Vendredi 3 août
Par 35° à l’ombre et le corps gorgé de soleil il n’est pas facile d’avoir les idées claires.
Dur, dans ces conditions, d‘assurer avec ponctualité la rédaction d’un blog.
Il est dix sept heures trente et le bateau est ancré sous l’ombre salvatrice de grands arbres.
Cette descente a pris une coloration particulière car depuis que départ je dois faire face à un vent contraire persistant. Depuis Nevers la Loire coule plein nord or s’est justement un vent du nord qui souffle gênant ma progression.
Cette grosse bulle posée sur l’eau offre une prise au vent considérable et quand il souffle, même faiblement, dix-douze kilomètre heures par exemple, malgré d’énergiques coups de rame, je fais du surplace … Dans ces conditions, la dépense d’énergie est sans commune mesure avec la distance parcourue.
La solution, partir le plus tôt possible pour bénéficier d’un calme qui prendra fin vers dix heures.

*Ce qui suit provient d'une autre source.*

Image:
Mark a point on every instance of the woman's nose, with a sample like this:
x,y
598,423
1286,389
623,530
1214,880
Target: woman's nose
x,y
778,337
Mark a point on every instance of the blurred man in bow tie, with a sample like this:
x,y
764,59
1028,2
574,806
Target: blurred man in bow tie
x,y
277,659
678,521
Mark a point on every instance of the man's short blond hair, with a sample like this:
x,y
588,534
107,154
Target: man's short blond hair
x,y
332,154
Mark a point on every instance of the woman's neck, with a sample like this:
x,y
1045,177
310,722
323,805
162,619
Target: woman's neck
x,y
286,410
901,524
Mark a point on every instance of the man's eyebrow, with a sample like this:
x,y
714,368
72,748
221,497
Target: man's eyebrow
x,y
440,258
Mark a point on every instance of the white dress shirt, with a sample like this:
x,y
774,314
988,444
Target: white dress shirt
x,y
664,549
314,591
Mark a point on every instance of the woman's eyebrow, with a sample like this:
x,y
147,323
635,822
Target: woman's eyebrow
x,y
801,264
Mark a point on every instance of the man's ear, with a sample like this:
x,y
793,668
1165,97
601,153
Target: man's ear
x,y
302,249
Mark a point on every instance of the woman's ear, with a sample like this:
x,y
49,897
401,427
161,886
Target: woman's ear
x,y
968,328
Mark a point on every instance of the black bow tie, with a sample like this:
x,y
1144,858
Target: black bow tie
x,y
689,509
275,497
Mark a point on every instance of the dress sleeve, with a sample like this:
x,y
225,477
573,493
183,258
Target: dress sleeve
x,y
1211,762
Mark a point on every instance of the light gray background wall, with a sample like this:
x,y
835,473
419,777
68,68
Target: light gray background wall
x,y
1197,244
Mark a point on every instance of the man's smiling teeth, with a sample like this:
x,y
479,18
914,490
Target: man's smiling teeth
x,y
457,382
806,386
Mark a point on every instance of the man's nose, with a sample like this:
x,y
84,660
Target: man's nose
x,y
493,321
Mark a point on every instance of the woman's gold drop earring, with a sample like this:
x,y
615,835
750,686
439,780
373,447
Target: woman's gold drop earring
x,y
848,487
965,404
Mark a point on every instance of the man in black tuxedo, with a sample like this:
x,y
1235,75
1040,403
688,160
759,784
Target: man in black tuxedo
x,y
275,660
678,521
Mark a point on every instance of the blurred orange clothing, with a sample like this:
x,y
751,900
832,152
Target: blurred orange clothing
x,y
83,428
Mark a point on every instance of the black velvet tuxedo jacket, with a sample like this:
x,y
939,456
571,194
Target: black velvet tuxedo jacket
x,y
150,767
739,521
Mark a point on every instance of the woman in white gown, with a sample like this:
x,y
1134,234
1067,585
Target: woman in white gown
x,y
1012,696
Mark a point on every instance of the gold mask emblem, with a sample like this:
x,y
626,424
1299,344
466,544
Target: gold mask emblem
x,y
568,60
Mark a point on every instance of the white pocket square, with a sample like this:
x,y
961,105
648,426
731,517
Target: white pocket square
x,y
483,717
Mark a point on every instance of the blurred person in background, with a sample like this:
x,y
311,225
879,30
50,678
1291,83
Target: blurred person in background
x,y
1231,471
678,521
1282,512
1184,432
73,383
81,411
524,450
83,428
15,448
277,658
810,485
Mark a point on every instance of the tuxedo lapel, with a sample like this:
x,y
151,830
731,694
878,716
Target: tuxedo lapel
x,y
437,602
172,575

C’est ainsi que ce matin, après avoir contemplé l’aube puis l’aurore depuis mon duvet, j’ai levé l’ancre dès que les premiers rayons du soleil frappèrent la cime des arbres.
La veille je m’étais installé à la tombée du jour face au petit village de Germigny et comme tous les jours depuis le départ, n’ayant pas complétement déployé la toile au dessus de moi, je dors quasiment à la belle étoile.
Bien entendu ce départ, sans petit déjeuner, implique que le bateau ait été rangé la veille. Il me suffit alors de plier mon duvet et de lever l’ancre …
Petit déjeuner vers dix heures trente quand le vent d stoppe ma progression. En m’approchant d’une rive je trouve toujours une endroit où de grands arbres donnent de l’ombre.
Et là commence une partie d’équilibriste qui doit s’exécuter sans accrocs …
La « cambuse » est à l’avant, deux containers renfermant les ustensiles de cuisine, le réchaud à gaz, l’épicerie, quelques vivres frais et beaucoup de fruits secs.
Le problème est que cet espace, moins de trois mètres carrés, est très instable. Quand je me déplace, de loin on doit penser à un Culbuto tant les points d’appuis sont rares !
Ce désagrément est accentué par le fait que le plancher gonflable qui assure une certaine rigidité s’est rapidement dégonflé pour une raison non identifiée.
Pour déjeuner je m’installe devant les containers sur les deux valises étanches, la rouge et la jaune contenant des équipement fragiles, ordinateur, tablette, jumelles, chargeurs, panneaux solaires …
Une fois en place, plus question de bouger car le moindre geste incontrôlé peut avoir de funestes conséquences surtout si la poêle est en train de chauffer avec un fond d’huile…
Tous les ingrédients du petit dej’ sont regroupés dans des boites qu’il me suffit de disposer autour de moi avant de sortir le réchaud et mettre de l’eau à chauffer pour préparer un grand bol d’Ovomaltine.
J’assujettis une large planche au dessus de containers pour poser le réchaud et la casserole d’eau à peu près à l’horizontale.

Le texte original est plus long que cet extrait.